Ни настоящих радостей, ни тем более счастья в сравнении с прежними временами не прибавилось, но удовольствия теперь, бесспорно, доставались легче, и, казалось, каждый в этом мире мог добиться счастья. Извечная, наследственная склонность вышеградцев к беспечности и наслаждениям находила поощрение и поддержку в новых обычаях, новых формах предпринимательства иноземных переселенцев. Польские евреи, осевшие в городе со своими многолюдными семьями, на этом основали целое предприятие. Шрайбер завел так называемую универсальную торговлю, или бакалею. Гутенплан открыл солдатский шинок. Цалер – гостиницу. Шперлинги – фабрику крем-соды и фотоателье. Цвехер – ювелирный и часовой магазин.

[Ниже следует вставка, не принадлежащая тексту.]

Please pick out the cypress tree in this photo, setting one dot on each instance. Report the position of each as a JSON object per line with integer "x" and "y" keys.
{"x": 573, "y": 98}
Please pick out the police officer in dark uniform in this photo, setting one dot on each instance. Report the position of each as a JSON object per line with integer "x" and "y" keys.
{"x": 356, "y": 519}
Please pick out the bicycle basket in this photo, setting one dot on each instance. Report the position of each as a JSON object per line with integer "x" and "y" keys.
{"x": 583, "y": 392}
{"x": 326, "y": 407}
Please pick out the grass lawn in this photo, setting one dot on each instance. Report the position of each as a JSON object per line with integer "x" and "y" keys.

Вслед за казармой, пришедшей на смену «Каменному хану», из оставшегося камня было воздвигнуто здание, где разместились суд и уездная управа. После них самым большим строением в городе была гостиница Цалера. Она высилась на правом берегу реки, у самого моста. Этот берег укреплен был старинной подпорной стеной, расходившейся по обе стороны моста и возведенной одновременно с ним самим. Таким образом, по левую и правую руку от моста над водой протянулись две террасы. Эти террасы, прозванные в народе площадками, из поколения в поколение служили местом игр для городских детей. Заняв недавно левую террасу, уездная управа огородила ее, засадив фруктовыми и ягодными саженцами и превратив в некоторое подобие питомника. На правой же террасе построили гостиницу. До сей поры у самого начала торговых рядов стояла корчма Зарии. И была здесь очень к месту, ибо усталый и жаждущий путник, по мосту входивший в город, непременно в нее заглядывал. Отныне корчму совершенно затмило внушительное здание гостиницы; приземистая, ветхая корчма с каждым днем съеживалась и оседала, врастая в землю и грозя совсем исчезнуть.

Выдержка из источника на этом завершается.